Costly cleanup operations

The company was found negligent for:

Failing to follow spill-prevention procedures

Inadequate equipment maintenance

Green criminology perspective:
This is classic “corporate environmental negligence,” demonstrating how small operational failures can cause wide ecological harm.

Case 5: Farm Ammonia Runoff into River System (South Ostrobothnia District Court, 2019)

Crime: Environmental degradation by agricultural pollution

Details

A large farm released excessive manure and ammonia into a nearby river. Investigators found:

Improper storage

Broken containment systems

Failure to install required runoff controls

Consequences included fish deaths and eutrophication.

Green criminology perspective:
Agricultural pollution is often normalized rather than criminalized. This case highlights how “ordinary economic activities” create major environmental harm that remains under-policed.

Case 6: Illegal Peat Extraction in Protected Bog Area (Pirkanmaa District Court, 2021)

Crime: Nature conservation offence
Details:
A peat extraction company expanded operations into a Natura 2000 protected bog without proper permits.

Authorities documented:

Destruction of rare bog vegetation

Lowering of groundwater levels

Permanent habitat loss

The responsible managers received fines and were ordered to restore the area.

Green criminology perspective:
Peat extraction in Finland raises sustainability questions; peat is both energy source and environmentally damaging. This case touches on tensions between energy policies and conservation.

Case 7: Toxic Waste Dumping in Municipal Landfill (Varsinais-Suomi District Court, 2016)

Crime: Aggravated environmental degradation

Details

A waste management contractor secretly dumped industrial solvents and hazardous chemicals into a regular municipal landfill.

The Court found:

Intentional violation of waste handling laws

High risk of soil and groundwater contamination

False documentation

The perpetrator received a prison sentence due to the intentional nature and high magnitude of harm.

Green criminology perspective:
This is “pure environmental crime”: deliberate, profit-driven ecological harm motivated by avoiding disposal costs.

How These Cases Reflect Green Criminology in Finland

1. Corporate and industrial actors play the largest role in ecological harm

Examples: Talvivaara, peat extraction, diesel spill, toxic dumping.

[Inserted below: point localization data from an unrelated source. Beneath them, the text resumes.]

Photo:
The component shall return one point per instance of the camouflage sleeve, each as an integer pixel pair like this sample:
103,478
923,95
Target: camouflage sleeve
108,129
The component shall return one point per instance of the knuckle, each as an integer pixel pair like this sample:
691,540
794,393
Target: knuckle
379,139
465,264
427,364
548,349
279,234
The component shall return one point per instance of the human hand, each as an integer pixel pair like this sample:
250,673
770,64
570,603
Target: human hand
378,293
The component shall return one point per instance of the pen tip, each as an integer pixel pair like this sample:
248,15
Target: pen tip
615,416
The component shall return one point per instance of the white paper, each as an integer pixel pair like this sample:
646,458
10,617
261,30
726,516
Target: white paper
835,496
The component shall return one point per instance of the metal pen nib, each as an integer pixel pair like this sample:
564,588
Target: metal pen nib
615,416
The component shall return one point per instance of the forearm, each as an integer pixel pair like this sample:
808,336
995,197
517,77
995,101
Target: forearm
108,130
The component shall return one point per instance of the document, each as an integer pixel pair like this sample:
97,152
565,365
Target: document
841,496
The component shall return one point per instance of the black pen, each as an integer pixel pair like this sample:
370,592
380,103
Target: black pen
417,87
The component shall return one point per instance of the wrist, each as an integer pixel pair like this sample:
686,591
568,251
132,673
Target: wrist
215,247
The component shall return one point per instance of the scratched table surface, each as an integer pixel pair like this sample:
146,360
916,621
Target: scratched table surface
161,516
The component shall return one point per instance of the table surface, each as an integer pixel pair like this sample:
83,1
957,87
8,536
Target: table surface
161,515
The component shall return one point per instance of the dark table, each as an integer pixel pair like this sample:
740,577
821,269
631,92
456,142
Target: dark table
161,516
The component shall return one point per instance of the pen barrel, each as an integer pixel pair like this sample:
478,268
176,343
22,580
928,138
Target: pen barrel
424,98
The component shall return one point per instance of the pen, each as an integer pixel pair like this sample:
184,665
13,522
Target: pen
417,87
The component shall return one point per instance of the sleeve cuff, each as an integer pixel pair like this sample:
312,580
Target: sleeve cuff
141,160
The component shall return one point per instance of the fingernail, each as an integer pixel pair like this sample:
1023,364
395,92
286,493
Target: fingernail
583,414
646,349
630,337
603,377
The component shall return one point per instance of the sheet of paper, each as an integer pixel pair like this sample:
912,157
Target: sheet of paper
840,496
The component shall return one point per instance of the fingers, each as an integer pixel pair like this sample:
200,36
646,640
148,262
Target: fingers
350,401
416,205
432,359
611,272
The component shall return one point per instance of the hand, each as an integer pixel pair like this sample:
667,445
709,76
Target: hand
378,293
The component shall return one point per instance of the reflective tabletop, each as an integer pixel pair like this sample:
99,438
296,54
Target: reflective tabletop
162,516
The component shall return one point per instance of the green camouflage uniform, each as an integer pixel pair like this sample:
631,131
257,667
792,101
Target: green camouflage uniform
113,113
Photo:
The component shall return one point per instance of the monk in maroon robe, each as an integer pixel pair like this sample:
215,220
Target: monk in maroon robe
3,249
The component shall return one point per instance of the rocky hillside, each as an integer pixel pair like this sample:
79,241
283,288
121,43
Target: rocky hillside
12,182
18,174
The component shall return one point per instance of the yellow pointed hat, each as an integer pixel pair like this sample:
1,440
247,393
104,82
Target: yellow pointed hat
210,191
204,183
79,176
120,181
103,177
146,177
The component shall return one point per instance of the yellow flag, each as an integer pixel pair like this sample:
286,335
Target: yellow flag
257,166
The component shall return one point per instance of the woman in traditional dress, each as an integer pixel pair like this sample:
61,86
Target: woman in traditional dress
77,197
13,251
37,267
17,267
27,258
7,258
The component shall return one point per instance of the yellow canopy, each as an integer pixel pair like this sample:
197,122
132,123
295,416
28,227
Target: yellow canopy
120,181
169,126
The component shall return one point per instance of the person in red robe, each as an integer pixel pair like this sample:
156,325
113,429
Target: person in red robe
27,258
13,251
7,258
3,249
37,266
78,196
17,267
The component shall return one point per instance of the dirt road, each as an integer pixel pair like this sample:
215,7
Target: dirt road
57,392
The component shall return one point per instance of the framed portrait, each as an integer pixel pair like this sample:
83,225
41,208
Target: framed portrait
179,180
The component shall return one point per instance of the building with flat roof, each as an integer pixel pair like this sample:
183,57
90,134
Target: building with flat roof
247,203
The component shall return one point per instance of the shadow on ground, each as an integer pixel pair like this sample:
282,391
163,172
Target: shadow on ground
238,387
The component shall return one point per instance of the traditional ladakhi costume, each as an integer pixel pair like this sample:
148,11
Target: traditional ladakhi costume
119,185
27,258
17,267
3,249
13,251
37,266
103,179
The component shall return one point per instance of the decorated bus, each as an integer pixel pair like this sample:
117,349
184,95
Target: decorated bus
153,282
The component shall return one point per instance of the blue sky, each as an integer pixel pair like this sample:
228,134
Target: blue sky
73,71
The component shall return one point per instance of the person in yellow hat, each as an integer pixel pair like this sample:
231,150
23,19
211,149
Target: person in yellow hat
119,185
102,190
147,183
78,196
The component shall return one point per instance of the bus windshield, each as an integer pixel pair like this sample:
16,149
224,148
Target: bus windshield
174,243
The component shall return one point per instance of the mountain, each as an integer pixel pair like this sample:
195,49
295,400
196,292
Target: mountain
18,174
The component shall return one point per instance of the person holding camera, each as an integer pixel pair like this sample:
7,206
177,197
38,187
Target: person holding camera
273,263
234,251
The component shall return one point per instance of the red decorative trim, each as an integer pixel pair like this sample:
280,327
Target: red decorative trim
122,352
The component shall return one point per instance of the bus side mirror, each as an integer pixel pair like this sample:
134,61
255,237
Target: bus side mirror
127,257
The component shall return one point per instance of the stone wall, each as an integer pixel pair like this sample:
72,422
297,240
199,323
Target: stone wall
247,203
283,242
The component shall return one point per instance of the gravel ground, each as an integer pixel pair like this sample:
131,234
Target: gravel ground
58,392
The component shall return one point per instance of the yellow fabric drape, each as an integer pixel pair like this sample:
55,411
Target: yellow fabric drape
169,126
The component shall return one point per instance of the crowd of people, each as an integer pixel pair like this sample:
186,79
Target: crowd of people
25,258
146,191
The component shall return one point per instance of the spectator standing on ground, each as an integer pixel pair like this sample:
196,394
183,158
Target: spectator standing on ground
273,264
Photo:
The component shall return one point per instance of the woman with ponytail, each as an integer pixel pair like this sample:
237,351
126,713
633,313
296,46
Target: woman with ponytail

2. Wildlife and biodiversity conflicts are significant

Examples: illegal wolf hunting.

3. Indigenous environmental justice is increasingly recognized

Example: Sámi forestry disputes.

4. Environmental crime is often systemic

Green criminology highlights:

Weak enforcement

Soft penalties

High tolerance for corporate harm

5. Focus on harms, not just legal violations

Some legally permitted actions (e.g., commercial forestry) may still be ecologically harmful—an issue central to Finnish environmental debates.